Suddenly, you’re standing on a soccer field. You run over the soft grass, find the ball and kick it as hard as you can, your toe feeling the pressure as you push the ball straight into the goal.

It sounds like a vivid dream, but this is the reality created by Cerevo, a Japanese company that showcased its VR shoes at CES this Tuesday night.

VR, or virtual reality, is a growing field that explores the interaction between real world and digital space. Wearing special goggles, users can immerse themselves into any reality — a desert, a stadium, the inside of the human body. Now, with the upcoming launches of several VR-ready video games, companies are also looking into ways of implementing the virtual experience by adding a touch of realism to other sensations.

Cervero’s Taclim VR shoes are meant to do precisely that.

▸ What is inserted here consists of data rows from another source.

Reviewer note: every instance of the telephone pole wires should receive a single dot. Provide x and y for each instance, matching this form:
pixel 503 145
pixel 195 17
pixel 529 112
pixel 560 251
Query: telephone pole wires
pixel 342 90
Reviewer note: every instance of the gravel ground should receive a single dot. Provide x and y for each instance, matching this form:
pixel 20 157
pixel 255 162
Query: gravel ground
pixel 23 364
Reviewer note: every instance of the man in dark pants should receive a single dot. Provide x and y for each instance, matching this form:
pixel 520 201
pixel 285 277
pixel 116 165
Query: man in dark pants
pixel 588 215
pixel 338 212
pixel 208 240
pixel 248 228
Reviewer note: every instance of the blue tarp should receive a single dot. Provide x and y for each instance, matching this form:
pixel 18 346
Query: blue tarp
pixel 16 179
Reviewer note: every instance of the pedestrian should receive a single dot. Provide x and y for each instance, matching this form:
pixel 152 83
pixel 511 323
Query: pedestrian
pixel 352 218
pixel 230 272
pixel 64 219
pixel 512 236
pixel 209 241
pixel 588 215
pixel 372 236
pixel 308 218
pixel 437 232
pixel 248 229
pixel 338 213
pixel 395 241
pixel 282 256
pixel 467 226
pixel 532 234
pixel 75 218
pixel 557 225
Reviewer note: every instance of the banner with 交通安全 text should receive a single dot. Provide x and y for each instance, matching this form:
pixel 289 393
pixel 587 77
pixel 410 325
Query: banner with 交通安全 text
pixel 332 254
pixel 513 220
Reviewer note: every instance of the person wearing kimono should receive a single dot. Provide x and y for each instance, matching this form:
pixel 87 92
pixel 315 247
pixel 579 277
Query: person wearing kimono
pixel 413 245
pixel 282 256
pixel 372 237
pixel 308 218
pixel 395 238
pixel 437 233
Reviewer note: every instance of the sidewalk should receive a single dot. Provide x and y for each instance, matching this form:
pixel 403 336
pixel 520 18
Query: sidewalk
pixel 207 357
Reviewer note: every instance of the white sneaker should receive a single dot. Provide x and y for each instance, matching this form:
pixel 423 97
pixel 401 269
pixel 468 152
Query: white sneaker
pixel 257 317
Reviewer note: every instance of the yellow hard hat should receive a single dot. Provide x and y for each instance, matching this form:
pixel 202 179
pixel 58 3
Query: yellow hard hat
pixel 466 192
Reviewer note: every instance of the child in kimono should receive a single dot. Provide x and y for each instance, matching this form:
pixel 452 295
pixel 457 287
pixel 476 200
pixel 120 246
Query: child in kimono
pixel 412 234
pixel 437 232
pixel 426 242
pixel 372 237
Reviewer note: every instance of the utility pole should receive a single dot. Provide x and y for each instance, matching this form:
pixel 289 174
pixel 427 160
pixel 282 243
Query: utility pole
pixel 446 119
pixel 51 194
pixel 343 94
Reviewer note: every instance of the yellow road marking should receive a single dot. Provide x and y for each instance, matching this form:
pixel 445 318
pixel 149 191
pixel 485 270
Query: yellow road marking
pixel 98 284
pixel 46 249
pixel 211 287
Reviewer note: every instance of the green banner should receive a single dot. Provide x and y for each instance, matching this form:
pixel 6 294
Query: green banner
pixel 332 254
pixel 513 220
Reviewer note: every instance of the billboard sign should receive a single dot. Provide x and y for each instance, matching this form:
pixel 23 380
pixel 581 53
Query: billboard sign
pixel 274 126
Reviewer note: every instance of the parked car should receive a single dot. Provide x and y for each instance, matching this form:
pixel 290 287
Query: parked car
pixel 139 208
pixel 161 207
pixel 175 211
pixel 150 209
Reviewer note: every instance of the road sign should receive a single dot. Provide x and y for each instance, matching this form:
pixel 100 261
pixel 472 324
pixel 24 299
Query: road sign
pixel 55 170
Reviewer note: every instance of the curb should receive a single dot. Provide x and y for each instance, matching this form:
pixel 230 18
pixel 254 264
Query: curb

They look like bulky sandals and come with three motors that vibrate in three different locations — the heel, the ball of the foot and above the toes — according to the terrain you are walking on or the activities you are engaged in. “There could be many applications, but we designed it with video games in mind,” says Takuma Inasa, founder and CEO of Cerevo.

A software engineer himself, Inasa worked for many years at Panasonic before he decided to leave in 2007 to start his own company in Tokyo. Cervero’s Taclim VR shoes are only one product of their portfolio, which includes a toy gun for VR-based first-person shooter games. Their products will be available in the US this fall. The Taclim shoes are expected to cost between $1,000-1,500.